Tencent released a super powerful computing cluster | Helping enterprises to train large AI models on the cloud

On April 13, Tencent reported that for large model training, Tencent released a super computing power cluster.

This domestic ultra-powerful computing cluster is the new generation of HCC (High-Performance Computing Cluster) newly released by Tencent Cloud for large-scale model training. The overall performance has increased by 3 times compared with the past.

It is equipped with NVIDIA H800 Tensor Core GPU, which can provide high-performance, high-bandwidth, and low-latency intelligent computing support.

The current hot artificial intelligence large-scale model training is inseparable from high-performance computing power clusters.
We are very happy to share this good news with you as soon as possible.

What is computing cluster

General computating is performed by a computing chip.

However, when encountering massive calculations, a single chip cannot support it. It is necessary to connect thousands of servers through the network to form a large-scale computing power cluster, and work together to become higher and stronger.

A large artificial intelligence model usually needs to be trained with trillions of words, and the number of parameters has also “surge” to trillions. At this time, only high-performance computing clusters can handle it.

What does ultra-powerful computing cluster depend on?

The “powerfulness” of a computing power cluster is jointly determined by the computing power of a single machine, network, and storage. Like a firm wooden barrel, neither is indispensable.

Tencent Cloud’s next-generation cluster can provide high-performance, high-bandwidth, and low-latency intelligent computing support for large-scale model training through collaborative optimization of stand-alone computing power, network architecture, and storage performance.

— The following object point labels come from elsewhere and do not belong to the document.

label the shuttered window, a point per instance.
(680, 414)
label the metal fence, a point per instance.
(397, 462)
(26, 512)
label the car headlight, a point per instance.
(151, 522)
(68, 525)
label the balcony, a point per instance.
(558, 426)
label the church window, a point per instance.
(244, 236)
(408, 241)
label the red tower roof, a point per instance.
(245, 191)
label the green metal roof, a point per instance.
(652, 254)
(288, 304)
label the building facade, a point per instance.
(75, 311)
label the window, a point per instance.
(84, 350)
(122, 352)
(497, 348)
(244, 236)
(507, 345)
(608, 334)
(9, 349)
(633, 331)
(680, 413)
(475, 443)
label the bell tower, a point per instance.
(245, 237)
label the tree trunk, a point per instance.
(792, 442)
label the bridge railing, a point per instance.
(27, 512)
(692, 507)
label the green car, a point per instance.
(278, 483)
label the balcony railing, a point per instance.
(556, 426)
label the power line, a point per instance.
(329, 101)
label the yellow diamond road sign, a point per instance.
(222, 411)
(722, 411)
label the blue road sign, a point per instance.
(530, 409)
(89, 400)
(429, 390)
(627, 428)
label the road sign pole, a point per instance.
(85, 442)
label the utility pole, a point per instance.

In general, it has the following characteristics:

–In terms of computing, the performance is powerful——

On the basis of the maximum optimization of single-point computing performance, we also combine different types of chips, GPU+CPU, so that each chip can go to the most appropriate place and do what it is best at.

–In terms of network, the bandwidth is sufficient——

GPUs are good at parallel computing and can do multiple tasks at once. Our self-developed Xingmai high-performance network allows tens of thousands of GPUs to “ventilate” each other, and the information transmission is fast without traffic jams. A beautiful cooperative battle has been fought, and the training efficiency of large-scale model clusters has increased by 20%.

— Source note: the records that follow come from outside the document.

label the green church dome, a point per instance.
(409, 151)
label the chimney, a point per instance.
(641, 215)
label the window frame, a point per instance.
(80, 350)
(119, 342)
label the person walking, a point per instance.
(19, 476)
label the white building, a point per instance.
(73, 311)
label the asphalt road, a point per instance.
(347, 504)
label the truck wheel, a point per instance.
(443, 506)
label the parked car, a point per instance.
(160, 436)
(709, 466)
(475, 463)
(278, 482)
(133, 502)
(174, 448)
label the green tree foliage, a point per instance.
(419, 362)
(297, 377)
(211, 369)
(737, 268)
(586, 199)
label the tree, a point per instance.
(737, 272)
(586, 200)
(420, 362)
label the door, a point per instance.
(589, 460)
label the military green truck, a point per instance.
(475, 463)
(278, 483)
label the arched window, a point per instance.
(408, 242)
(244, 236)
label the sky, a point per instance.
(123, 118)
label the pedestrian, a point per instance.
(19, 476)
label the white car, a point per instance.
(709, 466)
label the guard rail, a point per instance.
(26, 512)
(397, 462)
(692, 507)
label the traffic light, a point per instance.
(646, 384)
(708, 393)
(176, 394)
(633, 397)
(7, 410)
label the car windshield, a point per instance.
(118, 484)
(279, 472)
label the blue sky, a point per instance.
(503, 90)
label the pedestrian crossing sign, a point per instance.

–In terms of storage, reading is fast——

When training a large model, thousands of servers will read a batch of data sets at the same time. If the loading time is too long, it will also become a shortcoming of the wooden barrel. Our latest self-developed storage architecture classifies data into different “containers” for different scenarios, making reading faster and more efficient.

Helping enterprises to train their large models on the cloud

With the sharp increase in the demand for computing power, the price of purchasing GPUs by yourself is expensive, even if you have money, you can’t buy them, which brings great pressure to start-ups and small and medium-sized enterprises. Our new generation of HCC clusters can help train large models on the cloud, hoping to relieve their pressure.

Our self-developed training framework, AngelPTM, internally supports the training of the Tencent Hunyuan large model, and has also provided external services through Tencent Cloud. In October last year, it completed the first trillion-parameter large-scale model training and shortened the training time by 80%.

We have large model capabilities and toolboxes that can help companies fine-tune training according to specific scenarios, improve production efficiency, and quickly create and deploy AI applications.

Our self-developed chips have been mass-produced, including the Zixiao chip for AI reasoning. It adopts a self-developed storage-computing architecture and a self-developed acceleration module, which can provide up to 3 times the computation acceleration performance and more than 45% overall cost savings.

In general, we are taking the new generation of HCC as a benchmark, based on self-developed chips, self-developed servers and other methods, integrating software and hardware, to create a high-performance AIGC-oriented intelligent computing network, and continue to accelerate the innovation of the whole society on the cloud.